Manicures and the Third World

Jun 17, 2006 15:43

A new, and much needed, rule of thumb is to always bring your own fingernail clippers when visiting a Third World Country. Finding myself in need of their services over the past week or so, I decided to set out on a mini-adventure to purchase my personal manicure device.

It was very difficult to describe, even with my excellent mastery of Kiswahenglish, for what it was that I was looking. After blankly staring at me for thirty or so seconds, the nice lady behind the counter at the “super market” (read, Circle K wannabe) referred me to another nice lady who proceeded to try to sell me fingernail polish. When I finally got it across to her that, no, I did not want to decorate my nails, I just wanted to cut them, she informed me that they are not carried at the supermarket. If I truly wanted fingernail clippers (she seemed not to understand why I would want such a thing), I would have to venture into town on the overcrowded and usually death defying dala dala.

As I had a giant “please mug me for this” bag with me, and didn’t have any desire to negotiate Dar in the rain, I left her counter with a new plan on how to become famous. As soon as I arrived at the airport in New York, I would contact Guinness and allow them to photograph me and my world’s longest fingernails. Perhaps I should do this in Amsterdam, if I remember correctly, the Guinness book of records is based in London so I might as well save them a little trouble and have them meet me in Europe.

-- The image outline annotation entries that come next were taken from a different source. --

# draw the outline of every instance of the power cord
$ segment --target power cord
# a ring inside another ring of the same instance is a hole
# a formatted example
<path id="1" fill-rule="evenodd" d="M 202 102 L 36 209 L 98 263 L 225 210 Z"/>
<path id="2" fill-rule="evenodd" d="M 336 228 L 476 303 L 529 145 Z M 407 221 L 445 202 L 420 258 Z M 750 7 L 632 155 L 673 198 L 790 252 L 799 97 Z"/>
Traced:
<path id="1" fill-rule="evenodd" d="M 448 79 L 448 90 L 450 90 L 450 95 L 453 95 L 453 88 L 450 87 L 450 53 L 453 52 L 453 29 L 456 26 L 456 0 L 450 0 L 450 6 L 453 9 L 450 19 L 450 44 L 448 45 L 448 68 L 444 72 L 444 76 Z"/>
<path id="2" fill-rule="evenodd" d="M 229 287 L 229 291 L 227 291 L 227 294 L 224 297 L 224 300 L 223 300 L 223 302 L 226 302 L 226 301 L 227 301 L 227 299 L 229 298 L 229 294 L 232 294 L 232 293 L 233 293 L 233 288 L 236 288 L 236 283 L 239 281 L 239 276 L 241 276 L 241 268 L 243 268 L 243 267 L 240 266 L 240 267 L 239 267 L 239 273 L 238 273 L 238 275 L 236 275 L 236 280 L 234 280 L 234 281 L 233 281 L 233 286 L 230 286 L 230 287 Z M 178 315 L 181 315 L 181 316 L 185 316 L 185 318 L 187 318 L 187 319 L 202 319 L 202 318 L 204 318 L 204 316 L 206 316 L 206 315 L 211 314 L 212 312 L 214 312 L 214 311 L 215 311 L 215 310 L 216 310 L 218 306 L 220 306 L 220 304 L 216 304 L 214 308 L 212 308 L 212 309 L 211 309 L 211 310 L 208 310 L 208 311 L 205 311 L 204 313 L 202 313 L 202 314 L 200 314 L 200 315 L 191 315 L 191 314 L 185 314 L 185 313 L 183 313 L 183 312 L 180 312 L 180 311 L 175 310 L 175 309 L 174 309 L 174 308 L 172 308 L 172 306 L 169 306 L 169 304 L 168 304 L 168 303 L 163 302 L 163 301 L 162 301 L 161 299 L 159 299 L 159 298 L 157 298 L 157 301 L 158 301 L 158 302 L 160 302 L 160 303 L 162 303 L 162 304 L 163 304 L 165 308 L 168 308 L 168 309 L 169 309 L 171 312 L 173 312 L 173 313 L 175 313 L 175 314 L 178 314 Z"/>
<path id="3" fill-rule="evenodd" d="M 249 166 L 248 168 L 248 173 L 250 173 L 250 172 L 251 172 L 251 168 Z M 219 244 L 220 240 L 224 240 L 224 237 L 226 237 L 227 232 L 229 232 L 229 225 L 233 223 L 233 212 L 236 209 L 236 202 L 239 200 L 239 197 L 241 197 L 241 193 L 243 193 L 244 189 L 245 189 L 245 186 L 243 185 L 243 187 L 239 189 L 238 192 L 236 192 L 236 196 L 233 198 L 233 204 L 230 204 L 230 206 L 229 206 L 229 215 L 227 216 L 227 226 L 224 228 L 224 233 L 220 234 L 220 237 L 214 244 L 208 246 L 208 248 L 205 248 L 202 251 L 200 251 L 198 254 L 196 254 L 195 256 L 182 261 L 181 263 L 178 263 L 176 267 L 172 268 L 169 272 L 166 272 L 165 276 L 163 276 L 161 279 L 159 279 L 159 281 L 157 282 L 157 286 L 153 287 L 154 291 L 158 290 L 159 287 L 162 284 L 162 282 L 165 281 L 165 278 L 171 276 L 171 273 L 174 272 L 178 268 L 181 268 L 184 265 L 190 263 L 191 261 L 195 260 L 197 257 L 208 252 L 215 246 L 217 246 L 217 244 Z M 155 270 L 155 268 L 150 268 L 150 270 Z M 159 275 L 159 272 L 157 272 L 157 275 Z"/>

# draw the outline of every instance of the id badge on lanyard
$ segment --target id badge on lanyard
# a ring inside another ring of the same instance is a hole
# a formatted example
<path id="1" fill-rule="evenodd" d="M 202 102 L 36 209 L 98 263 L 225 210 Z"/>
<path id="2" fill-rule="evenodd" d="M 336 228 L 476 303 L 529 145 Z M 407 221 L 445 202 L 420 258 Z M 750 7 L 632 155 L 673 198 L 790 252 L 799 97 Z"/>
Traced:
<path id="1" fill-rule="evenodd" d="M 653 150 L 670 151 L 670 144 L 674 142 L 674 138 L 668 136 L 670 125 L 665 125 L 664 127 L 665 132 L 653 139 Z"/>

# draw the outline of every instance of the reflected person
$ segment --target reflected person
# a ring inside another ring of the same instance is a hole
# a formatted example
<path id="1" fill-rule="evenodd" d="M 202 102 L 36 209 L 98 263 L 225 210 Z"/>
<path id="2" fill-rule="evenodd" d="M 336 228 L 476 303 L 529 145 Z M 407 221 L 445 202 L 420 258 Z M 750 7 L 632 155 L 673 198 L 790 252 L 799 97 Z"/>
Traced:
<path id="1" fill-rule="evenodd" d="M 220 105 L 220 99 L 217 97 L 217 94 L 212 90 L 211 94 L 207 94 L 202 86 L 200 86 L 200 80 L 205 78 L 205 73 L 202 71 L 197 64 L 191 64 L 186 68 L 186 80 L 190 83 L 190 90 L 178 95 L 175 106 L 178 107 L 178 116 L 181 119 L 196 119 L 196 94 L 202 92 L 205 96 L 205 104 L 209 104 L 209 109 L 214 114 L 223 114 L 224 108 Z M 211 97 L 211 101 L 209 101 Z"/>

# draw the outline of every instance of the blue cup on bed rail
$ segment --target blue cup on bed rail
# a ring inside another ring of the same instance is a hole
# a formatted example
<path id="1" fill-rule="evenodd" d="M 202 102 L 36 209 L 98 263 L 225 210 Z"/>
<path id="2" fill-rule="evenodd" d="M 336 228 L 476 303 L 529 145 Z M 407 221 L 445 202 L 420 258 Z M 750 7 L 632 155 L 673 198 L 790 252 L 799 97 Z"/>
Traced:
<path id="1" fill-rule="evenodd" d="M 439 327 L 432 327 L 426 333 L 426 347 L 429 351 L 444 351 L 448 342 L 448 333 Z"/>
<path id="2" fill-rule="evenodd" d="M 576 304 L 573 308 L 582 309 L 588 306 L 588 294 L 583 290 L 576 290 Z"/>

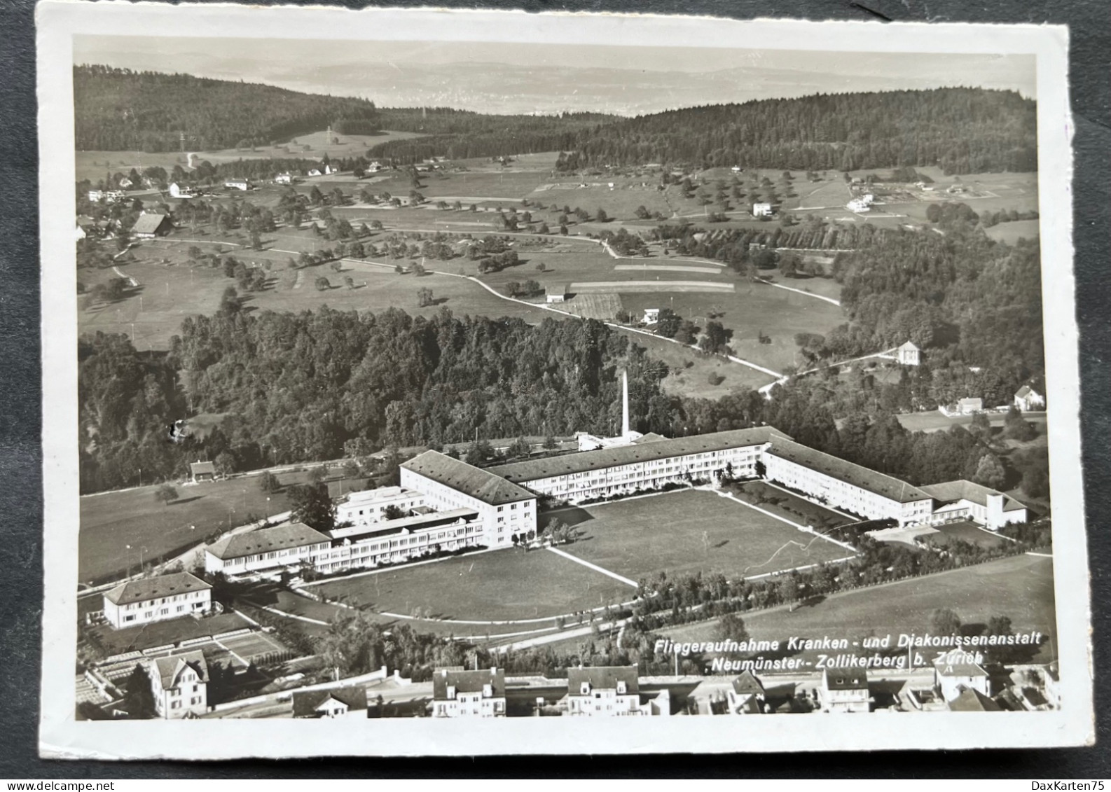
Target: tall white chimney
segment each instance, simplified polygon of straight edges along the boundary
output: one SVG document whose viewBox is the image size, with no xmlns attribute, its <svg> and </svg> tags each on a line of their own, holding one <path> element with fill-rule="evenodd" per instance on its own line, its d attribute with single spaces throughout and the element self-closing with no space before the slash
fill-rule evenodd
<svg viewBox="0 0 1111 792">
<path fill-rule="evenodd" d="M 621 372 L 621 437 L 629 437 L 629 372 Z"/>
</svg>

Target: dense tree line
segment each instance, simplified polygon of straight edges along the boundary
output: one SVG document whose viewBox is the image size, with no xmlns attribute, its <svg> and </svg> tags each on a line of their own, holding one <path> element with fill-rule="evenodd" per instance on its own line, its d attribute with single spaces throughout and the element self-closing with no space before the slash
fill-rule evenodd
<svg viewBox="0 0 1111 792">
<path fill-rule="evenodd" d="M 300 93 L 189 74 L 73 67 L 77 148 L 177 151 L 286 141 L 336 119 L 372 120 L 366 99 Z"/>
</svg>

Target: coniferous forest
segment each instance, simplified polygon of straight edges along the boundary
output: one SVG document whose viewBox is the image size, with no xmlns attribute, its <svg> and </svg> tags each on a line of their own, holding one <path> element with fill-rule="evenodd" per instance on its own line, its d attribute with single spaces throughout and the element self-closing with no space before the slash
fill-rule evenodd
<svg viewBox="0 0 1111 792">
<path fill-rule="evenodd" d="M 574 167 L 690 163 L 842 171 L 940 166 L 949 173 L 1037 170 L 1035 104 L 1012 91 L 942 88 L 818 94 L 684 108 L 631 119 L 597 113 L 484 116 L 380 109 L 364 99 L 272 86 L 79 66 L 77 146 L 174 151 L 286 142 L 333 124 L 424 137 L 372 147 L 404 164 L 564 151 Z"/>
</svg>

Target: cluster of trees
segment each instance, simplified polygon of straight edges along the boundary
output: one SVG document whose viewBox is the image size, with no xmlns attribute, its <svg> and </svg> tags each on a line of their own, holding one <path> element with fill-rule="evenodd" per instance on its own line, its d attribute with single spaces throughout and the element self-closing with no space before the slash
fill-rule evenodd
<svg viewBox="0 0 1111 792">
<path fill-rule="evenodd" d="M 104 66 L 73 67 L 73 98 L 77 147 L 108 151 L 177 151 L 182 133 L 192 150 L 243 148 L 377 118 L 364 99 Z"/>
</svg>

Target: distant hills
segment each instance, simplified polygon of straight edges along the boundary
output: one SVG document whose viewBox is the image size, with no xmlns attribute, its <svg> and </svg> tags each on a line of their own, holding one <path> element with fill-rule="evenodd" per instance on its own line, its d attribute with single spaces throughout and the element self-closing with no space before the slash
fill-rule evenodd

I was busily formulating this plan at the checkout buying the necessities of life…the first q-tips that I’d seen in the past month and my nutritious lunch of a chocolate covered ice cream on a stick (you can die of malnourishment in Africa, but you’ll love every bite) when, under the nearby glass case, I saw them…fingernail clippers--on a keychain. Not only were they a brilliant combination of two of the most necessary devices known to mankind, but they also had the picture of a famous (I guess) football star looking mighty victorious AND, on the stationary part of the lever that forms the fingernail clipper, a coke top opener.

As there was only one of these ingenious jack-of-all-trades devices left in the supermarket, I happily slapped down my 500 shilingi…1600 shilingi after you add lunch and hygiene items...and proceeded to exit the supermarket to the dining area where I would purchase my coke (with lime!) to complete my sugar filled lunch.

The ice cream and coke are pretty much what I expected. The gentleman waiting on me popped the top to my coke, which I had aspired to do myself, but all was well. I watched some BBC news with an Engineering Professor from Kilimanjaro who explained to me that Americans and English are really one and the same--news of that little war in the 1700s apparently hasn’t reached Africa as of yet.

Anyway, on my way back from lunch, I decided to sit under mdegree (a tree aptly named for the study space underneath its branches) and use my new fingernail clippers. They sucked. There’s no other way to put it. They’re plenty sharp enough but the two levers line up so that my fingernails are now cut at an angle much like mat board would be when framing a photograph.

Perhaps this is the way they do it in Africa. Perhaps it’s some sort of fashionable style that I’m just not used to as of yet. Maybe tomorrow my day will be spent politely accepting compliments on the trendiest of my newly cut fingernails. That would rock. But for now, in my not so humble foreigner’s opinion, they suck.